Responding to the Survey
The Survey in all its glory should start appearing in mailboxes within days. Federal contractors should start considering immediately how they propose to respond since OFCCP will allow only 30 days to gather and submit answers. Options run the gamut from a hurry-up makeover of your data systems to capture the requested information, if possible, to challenging the Survey through litigation. For those who elect to try to answer the Survey with data that does not reflect the definitions of the Survey, we strongly recommend a detailed disclaimer.
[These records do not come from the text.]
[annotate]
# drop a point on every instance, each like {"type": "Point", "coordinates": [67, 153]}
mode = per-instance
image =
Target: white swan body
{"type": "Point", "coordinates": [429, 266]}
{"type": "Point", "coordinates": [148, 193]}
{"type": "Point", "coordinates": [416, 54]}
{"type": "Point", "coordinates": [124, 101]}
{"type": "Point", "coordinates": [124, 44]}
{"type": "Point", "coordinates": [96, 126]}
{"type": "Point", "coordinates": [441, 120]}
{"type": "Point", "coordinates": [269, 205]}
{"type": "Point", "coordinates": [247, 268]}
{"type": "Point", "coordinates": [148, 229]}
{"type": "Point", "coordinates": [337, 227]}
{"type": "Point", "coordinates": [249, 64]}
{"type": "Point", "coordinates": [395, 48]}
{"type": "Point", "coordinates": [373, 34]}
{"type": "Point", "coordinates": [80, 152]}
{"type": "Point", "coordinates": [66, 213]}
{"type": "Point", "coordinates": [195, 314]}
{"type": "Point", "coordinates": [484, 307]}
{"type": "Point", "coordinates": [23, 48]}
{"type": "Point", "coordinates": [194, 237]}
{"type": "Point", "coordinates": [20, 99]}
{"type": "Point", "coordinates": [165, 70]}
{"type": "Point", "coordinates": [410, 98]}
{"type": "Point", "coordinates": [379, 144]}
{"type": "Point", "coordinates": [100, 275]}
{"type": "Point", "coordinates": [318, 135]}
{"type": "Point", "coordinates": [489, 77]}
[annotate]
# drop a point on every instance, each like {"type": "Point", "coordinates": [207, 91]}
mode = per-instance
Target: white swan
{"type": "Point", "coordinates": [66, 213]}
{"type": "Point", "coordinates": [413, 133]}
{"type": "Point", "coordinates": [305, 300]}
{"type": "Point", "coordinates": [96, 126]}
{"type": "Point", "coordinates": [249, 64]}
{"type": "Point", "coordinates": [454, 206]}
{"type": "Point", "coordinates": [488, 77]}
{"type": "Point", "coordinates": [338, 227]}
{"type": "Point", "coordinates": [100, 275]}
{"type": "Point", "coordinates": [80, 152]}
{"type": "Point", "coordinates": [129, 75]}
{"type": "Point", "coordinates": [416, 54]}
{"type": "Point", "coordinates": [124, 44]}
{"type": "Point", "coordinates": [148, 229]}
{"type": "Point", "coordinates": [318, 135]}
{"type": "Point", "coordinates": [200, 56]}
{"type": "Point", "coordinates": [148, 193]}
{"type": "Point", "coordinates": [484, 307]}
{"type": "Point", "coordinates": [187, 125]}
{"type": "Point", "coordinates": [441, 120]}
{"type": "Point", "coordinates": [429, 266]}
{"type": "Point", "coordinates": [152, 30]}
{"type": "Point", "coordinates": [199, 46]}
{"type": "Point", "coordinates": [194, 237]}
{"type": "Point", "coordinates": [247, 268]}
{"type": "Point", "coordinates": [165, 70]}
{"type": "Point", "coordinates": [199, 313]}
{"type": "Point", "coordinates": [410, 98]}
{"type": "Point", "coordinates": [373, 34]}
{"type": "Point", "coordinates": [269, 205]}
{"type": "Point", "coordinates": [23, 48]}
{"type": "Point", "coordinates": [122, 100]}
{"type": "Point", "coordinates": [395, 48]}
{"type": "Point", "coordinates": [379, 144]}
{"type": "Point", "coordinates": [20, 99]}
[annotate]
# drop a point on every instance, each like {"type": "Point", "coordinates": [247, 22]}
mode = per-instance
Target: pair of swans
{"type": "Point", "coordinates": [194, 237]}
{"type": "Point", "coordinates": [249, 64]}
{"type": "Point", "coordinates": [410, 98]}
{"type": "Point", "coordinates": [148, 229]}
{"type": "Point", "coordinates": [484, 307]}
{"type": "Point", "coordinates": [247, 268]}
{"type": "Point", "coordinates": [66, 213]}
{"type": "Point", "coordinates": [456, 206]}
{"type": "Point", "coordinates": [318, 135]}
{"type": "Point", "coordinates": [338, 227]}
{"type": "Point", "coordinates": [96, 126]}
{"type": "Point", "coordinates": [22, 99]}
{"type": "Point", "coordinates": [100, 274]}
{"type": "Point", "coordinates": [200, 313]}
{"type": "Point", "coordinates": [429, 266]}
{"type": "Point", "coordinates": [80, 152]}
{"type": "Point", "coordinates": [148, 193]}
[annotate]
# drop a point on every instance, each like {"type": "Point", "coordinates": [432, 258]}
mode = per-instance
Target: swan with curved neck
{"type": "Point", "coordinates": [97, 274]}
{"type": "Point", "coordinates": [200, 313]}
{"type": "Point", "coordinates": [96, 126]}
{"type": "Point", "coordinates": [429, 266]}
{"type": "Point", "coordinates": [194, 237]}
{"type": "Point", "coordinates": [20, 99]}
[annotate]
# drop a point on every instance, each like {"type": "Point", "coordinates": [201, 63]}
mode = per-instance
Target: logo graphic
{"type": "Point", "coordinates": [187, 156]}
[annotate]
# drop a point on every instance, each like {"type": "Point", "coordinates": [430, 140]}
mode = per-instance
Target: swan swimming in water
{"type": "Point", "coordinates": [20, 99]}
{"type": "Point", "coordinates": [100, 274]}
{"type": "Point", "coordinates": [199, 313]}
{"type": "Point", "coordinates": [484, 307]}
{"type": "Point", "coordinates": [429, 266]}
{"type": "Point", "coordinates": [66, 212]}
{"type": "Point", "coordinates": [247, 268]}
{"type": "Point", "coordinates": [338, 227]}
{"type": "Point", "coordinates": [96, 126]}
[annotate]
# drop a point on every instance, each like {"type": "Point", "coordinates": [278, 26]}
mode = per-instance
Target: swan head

What contractors should not do is ignore their mail! Those who ignore the Survey risk an "enforcement action," according to deputy assistant secretary of labor Shirley Wilcher. Assuming this posture will invite a compliance evaluation and may lead to an administrative complaint, so contractors considering this option should carefully weigh the costs.
REVISED SECTION 60-2 REGULATIONS: "THE CHECK'S IN THE MAIL"
The OFCCP's third attempt to "beat the clock" may not be as successful as the first two. The third comes in the form of proposed revisions to 41 C.F.R. Section 60-2, the substantive regulations that govern the development and content of AAPs. For the past several months, OFCCP officials have repeatedly been forecasting that proposed revisions to the Section 60-2 regulations are imminent, to change regulations which have been largely static for more than two decades. Although the Agency's last public statement on this subject promised publication of the proposed revisions in March 2000, they are not out as of this writing.
OFCCP has been uncharacteristically mum about the substance of the proposed regulations. Senior officials have declared only that the revisions will "streamline and reduce the paperwork burden" for contractors, but have offered no specifics. (Since OFCCP also projected a mere 12 hours of work to handle the Survey, we don't take the declaration that the revised regulations will be streamlined or will reduce contractors' burdens too much to heart.)
We think the revisions will likely propose a codification of various elements of the Boeing settlement and the Survey. The new regulations may also capture OFCCP's equal pay initiative, perhaps by requiring annual compensation analyses or other self-monitoring by contractors, a la the Boeing agreement. We anticipate as well that that the OFCCP's current definition of "applicant" will be proposed.
Stung by the OFCCP's steadfast refusal to modify its Survey, the contracting community is poised to challenge the Agency if its revised regulations overreach. The Clinton Administration will surely face an uphill battle if it chooses to use the proposed revised regulations to further leave its mark on the affirmative action landscape. And a battle over affirmative action in an election year, on the heels of anti-affirmative action sentiment that recently engulfed California and other states, is a prospect the Administration - or, at least the Vice President - will not take lightly.